Tiar segera memesan taksi menuju bandara, beruntung bisa mendapatkan tiket pesawat yang membawanya pulang ke Surabaya. Sepanjang penerbangan perempuan bertubuh mungil itu terus berdoa, berharap semoga tidak terjadi apa-apa pada mamanya.

Ingatannya seperti diputar ulang,  mamanya menatap lama saat ia pamit hendak ke kembali Jakarta.

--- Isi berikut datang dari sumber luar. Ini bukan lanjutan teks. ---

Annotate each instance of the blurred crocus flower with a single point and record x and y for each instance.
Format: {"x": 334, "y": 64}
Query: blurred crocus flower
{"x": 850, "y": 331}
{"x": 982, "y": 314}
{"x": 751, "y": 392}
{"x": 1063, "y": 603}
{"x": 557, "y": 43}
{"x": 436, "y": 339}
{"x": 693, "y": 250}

Perempuan yang merawatnya sejak bayi itu memeluknya erat seakan tak ingin melepas anak perempuannya pergi, tapi Tiar harus mengejar pesawat pertama yang akan membawanya kembali pada rutinitasnya untuk minggu ke depan.

Diciumnya pipi mamanya kiri dan kanan, sekilas ia melihat pipi itu makin tirus, hatinya berdesir, betapa ia tak pernah memperhatikan sedetil itu, mata tua mamanya yang mulai mengabur seakan menyimpan rindu dan ingin berlama-lama bersamanya. Tiar mengelus punggung tangan perempuan yang selalu menjadi tempatnya bercerita. Namun, akhir-akhir ini kesibukannya semakin meningkat hingga ia sering harus tinggal di Jakarta lebih lama, tiba-tiba perempuan itu merasa kangen bermanja di pangkuan mamanya, sekedar melepas penat sambil merasakan belaian tangan mamanya yang selalu membuatnya ingin bermanja meski usianya tak lagi remaja.

"Mama sabar, ya. Minggu ini banyak yang harus diselesaikan sebelum libur lebaran.  Insya Allah nanti lebaran aku cuti, kita sama-sama ke Magelang," ujar Tiar lembut. Mamanya cuma mengangguk, tangannya yang keriput mengelus kepala Tiar yang tertutup jilbab segiempat bermotif bunga-bunga kecil.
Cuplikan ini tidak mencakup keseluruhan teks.